I open the file in the experiment environment and try to run however I get the following error message:

13:01:56: Started

13:01:56: Class attribute is not nominal!

13:01:56: Interrupted

13:01:56: There was 1 error

I have tried changing the attribute to class in the explorer but that has not worked. Any suggestions would be great :)

1
I assume you're trying to build a classification model that predicts Severity from the other attributes? If so you probably need to convert the Severity attribute from numeric to nominal using the appropriate filter in the Preprocess pane. - nekomatic
If @nekomatic doesn't work, open the CSV file in Excel and change 0 to benign and 1 to malignant.

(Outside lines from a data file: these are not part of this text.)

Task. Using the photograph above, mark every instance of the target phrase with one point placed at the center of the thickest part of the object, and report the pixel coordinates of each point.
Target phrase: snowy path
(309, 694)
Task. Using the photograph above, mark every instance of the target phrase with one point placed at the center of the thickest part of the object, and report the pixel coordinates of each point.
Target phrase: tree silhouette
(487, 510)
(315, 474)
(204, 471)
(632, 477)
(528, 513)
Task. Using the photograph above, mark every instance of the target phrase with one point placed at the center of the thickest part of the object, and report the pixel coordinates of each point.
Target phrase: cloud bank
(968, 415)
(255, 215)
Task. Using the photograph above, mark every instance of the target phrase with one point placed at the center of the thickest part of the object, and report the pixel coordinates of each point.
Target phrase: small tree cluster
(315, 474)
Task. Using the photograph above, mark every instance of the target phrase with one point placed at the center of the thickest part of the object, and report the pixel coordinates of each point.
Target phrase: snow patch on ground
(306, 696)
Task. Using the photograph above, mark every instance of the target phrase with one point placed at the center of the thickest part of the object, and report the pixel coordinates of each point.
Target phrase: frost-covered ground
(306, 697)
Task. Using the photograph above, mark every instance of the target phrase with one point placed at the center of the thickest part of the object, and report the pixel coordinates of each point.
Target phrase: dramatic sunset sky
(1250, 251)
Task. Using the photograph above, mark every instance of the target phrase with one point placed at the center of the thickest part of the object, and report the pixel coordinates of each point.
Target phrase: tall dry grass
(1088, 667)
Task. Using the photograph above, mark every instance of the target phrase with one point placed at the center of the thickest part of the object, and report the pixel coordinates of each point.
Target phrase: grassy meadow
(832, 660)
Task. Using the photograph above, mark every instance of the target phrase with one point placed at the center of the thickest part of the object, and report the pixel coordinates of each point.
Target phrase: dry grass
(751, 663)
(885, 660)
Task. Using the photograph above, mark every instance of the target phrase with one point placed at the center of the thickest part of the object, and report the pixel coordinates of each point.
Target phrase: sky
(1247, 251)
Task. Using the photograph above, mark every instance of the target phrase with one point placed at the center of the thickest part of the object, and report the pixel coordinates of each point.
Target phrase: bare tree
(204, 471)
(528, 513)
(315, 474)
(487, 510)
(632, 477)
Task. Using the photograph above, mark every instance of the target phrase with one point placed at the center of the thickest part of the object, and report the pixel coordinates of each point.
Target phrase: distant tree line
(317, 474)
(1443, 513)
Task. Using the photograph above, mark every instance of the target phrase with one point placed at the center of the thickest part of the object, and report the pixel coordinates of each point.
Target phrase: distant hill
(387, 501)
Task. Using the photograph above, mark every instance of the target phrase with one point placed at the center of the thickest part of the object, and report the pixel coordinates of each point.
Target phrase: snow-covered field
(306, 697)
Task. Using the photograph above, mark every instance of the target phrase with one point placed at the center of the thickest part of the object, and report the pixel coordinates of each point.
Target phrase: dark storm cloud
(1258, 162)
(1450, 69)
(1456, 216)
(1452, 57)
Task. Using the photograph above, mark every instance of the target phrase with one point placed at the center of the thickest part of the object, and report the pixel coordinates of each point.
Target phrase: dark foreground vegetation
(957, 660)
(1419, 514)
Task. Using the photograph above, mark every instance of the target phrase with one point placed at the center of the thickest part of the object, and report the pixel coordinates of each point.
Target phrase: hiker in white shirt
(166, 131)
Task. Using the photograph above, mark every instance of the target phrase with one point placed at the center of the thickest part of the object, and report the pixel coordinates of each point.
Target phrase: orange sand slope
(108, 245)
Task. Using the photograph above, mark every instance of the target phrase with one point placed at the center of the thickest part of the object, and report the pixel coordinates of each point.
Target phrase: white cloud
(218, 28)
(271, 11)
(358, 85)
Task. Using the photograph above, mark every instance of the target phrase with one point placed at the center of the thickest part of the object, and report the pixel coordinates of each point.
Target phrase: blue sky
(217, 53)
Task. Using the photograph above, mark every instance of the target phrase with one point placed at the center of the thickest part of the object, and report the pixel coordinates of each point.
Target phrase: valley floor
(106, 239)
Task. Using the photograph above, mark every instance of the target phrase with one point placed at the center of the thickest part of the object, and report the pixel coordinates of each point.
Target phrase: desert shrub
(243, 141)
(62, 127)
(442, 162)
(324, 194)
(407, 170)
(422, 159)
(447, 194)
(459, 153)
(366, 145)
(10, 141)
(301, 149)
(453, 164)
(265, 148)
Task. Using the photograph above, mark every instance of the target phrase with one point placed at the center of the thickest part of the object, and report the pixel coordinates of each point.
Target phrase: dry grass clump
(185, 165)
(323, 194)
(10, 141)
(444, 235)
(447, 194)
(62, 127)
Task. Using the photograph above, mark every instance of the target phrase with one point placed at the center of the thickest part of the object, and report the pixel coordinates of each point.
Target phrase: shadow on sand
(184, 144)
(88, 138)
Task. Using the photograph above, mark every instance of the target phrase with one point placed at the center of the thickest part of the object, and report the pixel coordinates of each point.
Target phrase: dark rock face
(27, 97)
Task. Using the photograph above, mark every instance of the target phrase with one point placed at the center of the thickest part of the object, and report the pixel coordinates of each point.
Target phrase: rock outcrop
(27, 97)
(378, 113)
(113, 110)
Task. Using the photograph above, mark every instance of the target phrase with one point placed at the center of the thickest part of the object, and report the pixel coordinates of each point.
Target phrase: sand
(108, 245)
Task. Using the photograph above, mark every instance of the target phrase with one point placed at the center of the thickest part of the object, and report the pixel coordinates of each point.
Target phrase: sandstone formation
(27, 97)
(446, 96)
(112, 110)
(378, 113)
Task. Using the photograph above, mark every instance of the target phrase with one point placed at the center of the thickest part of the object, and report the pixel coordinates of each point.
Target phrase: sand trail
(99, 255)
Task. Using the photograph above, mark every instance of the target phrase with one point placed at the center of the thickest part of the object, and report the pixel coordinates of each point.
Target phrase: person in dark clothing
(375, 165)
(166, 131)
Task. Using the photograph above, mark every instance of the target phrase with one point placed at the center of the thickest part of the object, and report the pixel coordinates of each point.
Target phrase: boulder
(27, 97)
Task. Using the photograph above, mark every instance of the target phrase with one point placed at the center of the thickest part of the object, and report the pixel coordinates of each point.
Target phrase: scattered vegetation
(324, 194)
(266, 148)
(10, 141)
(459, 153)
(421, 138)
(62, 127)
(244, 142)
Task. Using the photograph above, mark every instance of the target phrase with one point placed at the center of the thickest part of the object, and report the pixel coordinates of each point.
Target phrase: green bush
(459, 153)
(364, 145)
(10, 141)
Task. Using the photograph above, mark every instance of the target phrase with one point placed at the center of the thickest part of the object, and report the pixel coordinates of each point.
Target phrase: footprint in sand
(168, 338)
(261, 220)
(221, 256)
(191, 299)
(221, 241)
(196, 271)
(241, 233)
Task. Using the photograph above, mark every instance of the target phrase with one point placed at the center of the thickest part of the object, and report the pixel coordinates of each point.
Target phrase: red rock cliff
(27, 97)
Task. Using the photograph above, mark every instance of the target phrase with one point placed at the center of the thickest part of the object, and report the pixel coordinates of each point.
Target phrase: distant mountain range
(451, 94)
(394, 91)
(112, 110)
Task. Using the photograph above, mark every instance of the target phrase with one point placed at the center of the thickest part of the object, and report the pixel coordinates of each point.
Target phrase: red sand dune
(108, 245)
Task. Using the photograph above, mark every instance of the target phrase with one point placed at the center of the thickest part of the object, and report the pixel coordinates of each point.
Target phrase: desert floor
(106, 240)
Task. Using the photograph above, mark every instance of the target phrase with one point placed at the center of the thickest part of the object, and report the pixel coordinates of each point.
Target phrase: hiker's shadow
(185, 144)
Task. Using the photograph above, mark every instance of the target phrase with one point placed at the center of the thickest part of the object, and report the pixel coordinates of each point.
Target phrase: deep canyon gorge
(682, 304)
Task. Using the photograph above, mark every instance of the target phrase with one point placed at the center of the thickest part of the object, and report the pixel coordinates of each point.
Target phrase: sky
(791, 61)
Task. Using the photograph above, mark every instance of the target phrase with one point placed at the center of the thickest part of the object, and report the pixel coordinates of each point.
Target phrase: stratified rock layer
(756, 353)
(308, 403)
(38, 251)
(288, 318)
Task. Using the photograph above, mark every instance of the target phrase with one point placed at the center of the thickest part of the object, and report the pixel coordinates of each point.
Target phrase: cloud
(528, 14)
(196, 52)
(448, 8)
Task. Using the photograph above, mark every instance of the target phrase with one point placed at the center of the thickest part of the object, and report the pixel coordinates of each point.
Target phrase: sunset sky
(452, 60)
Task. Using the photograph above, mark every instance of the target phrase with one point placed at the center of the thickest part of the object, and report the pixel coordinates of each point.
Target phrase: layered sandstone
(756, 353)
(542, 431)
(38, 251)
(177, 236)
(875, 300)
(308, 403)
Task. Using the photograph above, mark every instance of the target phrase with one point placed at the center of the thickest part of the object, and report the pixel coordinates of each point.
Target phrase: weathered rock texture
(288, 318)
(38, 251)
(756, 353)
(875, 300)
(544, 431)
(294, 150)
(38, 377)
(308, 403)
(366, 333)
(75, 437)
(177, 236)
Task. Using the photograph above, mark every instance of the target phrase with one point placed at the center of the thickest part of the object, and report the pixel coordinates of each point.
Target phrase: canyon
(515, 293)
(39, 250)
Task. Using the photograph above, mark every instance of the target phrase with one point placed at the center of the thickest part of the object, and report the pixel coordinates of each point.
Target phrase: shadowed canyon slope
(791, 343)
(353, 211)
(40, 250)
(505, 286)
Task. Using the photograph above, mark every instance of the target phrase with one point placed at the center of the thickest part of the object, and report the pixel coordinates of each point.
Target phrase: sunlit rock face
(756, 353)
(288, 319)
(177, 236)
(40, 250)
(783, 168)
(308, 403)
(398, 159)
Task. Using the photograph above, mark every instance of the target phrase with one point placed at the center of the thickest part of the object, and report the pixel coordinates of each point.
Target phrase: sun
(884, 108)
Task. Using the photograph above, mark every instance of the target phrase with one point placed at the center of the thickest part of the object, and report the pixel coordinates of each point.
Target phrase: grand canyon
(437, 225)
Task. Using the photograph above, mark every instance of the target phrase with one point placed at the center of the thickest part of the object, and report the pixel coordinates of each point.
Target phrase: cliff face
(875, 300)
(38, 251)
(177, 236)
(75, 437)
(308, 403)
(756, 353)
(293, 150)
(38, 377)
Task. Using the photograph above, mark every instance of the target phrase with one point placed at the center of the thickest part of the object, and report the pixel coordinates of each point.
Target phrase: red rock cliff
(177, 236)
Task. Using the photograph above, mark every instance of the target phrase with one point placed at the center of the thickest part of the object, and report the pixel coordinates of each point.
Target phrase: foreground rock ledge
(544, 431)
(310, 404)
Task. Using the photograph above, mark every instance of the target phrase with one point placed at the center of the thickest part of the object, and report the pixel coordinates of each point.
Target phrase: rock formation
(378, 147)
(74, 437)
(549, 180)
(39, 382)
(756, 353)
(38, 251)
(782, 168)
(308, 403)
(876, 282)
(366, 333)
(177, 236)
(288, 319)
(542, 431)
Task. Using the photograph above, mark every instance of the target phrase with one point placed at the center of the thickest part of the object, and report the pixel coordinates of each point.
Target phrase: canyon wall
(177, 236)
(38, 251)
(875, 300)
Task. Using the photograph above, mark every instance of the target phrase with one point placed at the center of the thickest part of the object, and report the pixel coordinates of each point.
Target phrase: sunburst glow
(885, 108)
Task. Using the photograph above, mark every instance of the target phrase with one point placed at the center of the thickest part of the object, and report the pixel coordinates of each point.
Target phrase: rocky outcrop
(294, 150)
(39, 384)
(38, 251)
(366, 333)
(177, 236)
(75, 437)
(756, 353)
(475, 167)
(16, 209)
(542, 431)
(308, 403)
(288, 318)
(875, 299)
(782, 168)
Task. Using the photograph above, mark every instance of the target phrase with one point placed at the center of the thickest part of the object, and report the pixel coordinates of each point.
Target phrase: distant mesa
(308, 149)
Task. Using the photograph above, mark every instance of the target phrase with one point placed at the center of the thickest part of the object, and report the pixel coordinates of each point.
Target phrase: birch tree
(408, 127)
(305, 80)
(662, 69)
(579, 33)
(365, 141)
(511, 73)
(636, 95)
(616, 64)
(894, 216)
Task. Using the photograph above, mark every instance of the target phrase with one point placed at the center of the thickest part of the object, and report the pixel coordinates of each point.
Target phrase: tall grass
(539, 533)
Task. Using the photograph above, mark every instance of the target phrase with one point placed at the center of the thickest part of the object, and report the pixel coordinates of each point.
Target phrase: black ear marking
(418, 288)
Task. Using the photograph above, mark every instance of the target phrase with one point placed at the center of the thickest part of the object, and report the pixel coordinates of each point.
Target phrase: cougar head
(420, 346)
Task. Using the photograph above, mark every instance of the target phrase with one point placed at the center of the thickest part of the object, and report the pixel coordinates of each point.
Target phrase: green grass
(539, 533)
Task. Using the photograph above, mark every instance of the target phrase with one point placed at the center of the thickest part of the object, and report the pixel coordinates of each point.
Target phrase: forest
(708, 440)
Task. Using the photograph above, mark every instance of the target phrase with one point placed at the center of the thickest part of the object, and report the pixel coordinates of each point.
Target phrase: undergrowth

This will now be read as nominal when you import the CSV file. - zbicyclist
Please provide your training file explicitly. It will help to identify sure reason. From now it seems that you have not set class attribute before starting the training. Before starting the training weka must know which is the class attribute. I don't think there is need to convert severity attribute either to integers or to text classes. Whatever is fine as long as attributes possible values are mentioned in arff structure. So please let us know u r training file explicitly - drp
Ive now figured out my problem. The class attribute have values of 0 and 1. I needed to change them to true and false in edexcel. Thanks for all the responses - Daniel

1 Answers

0
votes

What you need is a Filter, more specifically a Descritize filter, to preprocess your data.

For example, assuming ins is the instances object where your data set is stored. The following code shows how to use a filter.

Discretize filter = new Discretize();
filter.setOptions(...); // set options
filter.setInputFormat(ins);
ins = Filter.useFilter(ins, filter);